De tekeningen doen in de verte denken aan het werk van kunstenaars als Robbie Cornelissen. Rigter roept er een vooral aandoenlijk en ook grappig universum mee op. Aandoenlijk en grappig, dat is bijvoorbeeld de dialoog tussen de patiënt en de dokter waarbij de patiënt soms verschrikt de woorden van de dokter herhaalt, of diens onnavolgbare betoog onderbreekt met een vraag als: ‘maar maar dokter wat doet dan die ammahoelawalhallalach aan mijn binnenkant?’
Soms noteert Rigter een inval in de categorie ’gekke gedachten die we allemaal wel eens hebben’. Veel regels zijn opmerkingen die je, als je ze in een gesprek zou hebben gehoord, voor de spreker in zouden nemen. Maar zijn het ook goede dichtregels? De gekke gedachte is bij Rigter wel net een tikje origineler dan de gemiddelde gekke gedachte, en ze stemmen in ieder geval ook tot nadenken: ‘Ik ben dichter, duifje, ik weet niets van ziel behalve dat het iets te maken moet hebben met borstvoeding’ is daar een voorbeeld van, of: ‘het is gemakkelijk je kleiner te voelen dan je bent, want kleiner ben je al wél geweest’. Ik had deze regels niet graag gemist.
Bij het lezen van de bundel krijg je het gevoel alsof de regels eigenlijk zouden moeten klinken. Dat treft. Naast die 3 m² beeld bevat de bundel ook nog 36 minuten audio. Op een bijgesloten cd leest Rigter 12 gedichten voor, daarbij ondersteund door een rijk scala aan geluidseffecten, samples, instrumenten, ritmes, stemmen, gelach, etc. Het is een erg mooie aanvulling op de bundel, een mooi opgenomen aanvulling bovendien, waarin het plezier in de teksten en wat ze vertegenwoordigen nog eens extra wordt benadrukt. De eerste track ‘Conserveringsmiddel’ geeft bijvoorbeeld mooi (én grappig) de verwondering over de alledaagsheid weer:
Zie die boom daar bijvoorbeeld,
die boom
zo confronterend boom
zo waanzinnig boom boom
zo diep geworteld
en al even ongegeneerd als
lantaarnpaal
(de afbrekingen heb ik afgeleid uit de voordracht maar ik sta niet in voor de juistheid ervan).

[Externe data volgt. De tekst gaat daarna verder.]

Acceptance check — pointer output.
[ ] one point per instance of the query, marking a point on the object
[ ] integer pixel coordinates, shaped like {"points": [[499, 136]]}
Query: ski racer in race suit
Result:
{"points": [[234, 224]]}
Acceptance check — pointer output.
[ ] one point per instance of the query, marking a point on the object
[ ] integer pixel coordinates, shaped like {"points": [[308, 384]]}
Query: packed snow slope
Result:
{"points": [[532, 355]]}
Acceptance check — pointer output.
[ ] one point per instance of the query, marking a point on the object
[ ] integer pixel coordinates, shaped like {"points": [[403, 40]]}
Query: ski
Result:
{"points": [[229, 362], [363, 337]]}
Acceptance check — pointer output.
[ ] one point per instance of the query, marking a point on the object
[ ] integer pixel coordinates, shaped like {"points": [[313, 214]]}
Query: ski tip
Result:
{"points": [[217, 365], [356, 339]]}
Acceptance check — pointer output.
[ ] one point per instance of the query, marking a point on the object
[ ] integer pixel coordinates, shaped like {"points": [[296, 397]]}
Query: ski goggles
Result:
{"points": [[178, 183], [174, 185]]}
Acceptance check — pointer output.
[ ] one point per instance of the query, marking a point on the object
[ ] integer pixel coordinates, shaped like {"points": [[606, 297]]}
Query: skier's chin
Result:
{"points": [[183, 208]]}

Er staat theater op deze cd. Er staat ook (goede) muziek op, zoals de opnames van de (volgens de bundel, en waarom zouden we daaraan twijfelen) ‘legendarische cultband ARR’. Af en toe doen de effecten en de muziek een beetje aan Spinvis denken. Verder komt er op de cd ook een kinderkoortje aan te pas, een knetterende saxofoon, een jankende viool… De gedichten worden knap getimed op al deze effecten en ze komen op de cd misschien nog wel beter tot hun recht dan in het boek. Waar bijvoorbeeld de dialogen uit de bundel al een komisch effect hadden, is dat op de cd nog veel meer het geval. ‘De persoonlijke noot van de chirurg’ op de cd lijkt een vervolg op de versie die in het boek staat, eindigend met de dringend gestelde vraag: ‘Bent u – bang- voor de dood?’ Na een paar seconden stilte klinkt dan: ‘Mmmmwwwaah’.

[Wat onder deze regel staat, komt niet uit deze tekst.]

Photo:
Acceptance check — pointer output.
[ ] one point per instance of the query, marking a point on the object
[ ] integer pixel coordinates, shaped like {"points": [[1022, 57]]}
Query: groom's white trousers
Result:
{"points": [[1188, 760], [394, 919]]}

Wat zou een live uitvoering van deze cd mooi zijn!
Kortom. In Het duimzuigend fossiel rekt Arnoud Rigter blijmoedig ons begrip van poëzie op, of, beter gezegd denk ik: hij bekommert zich er niet om of wat hij maakt poëzie kan worden genoemd of niet.
Daar zit ik dus. Een poëzierecensent met een bundel en een cd zonder gedichten. Maar – verdomd – met een heleboel poëzie.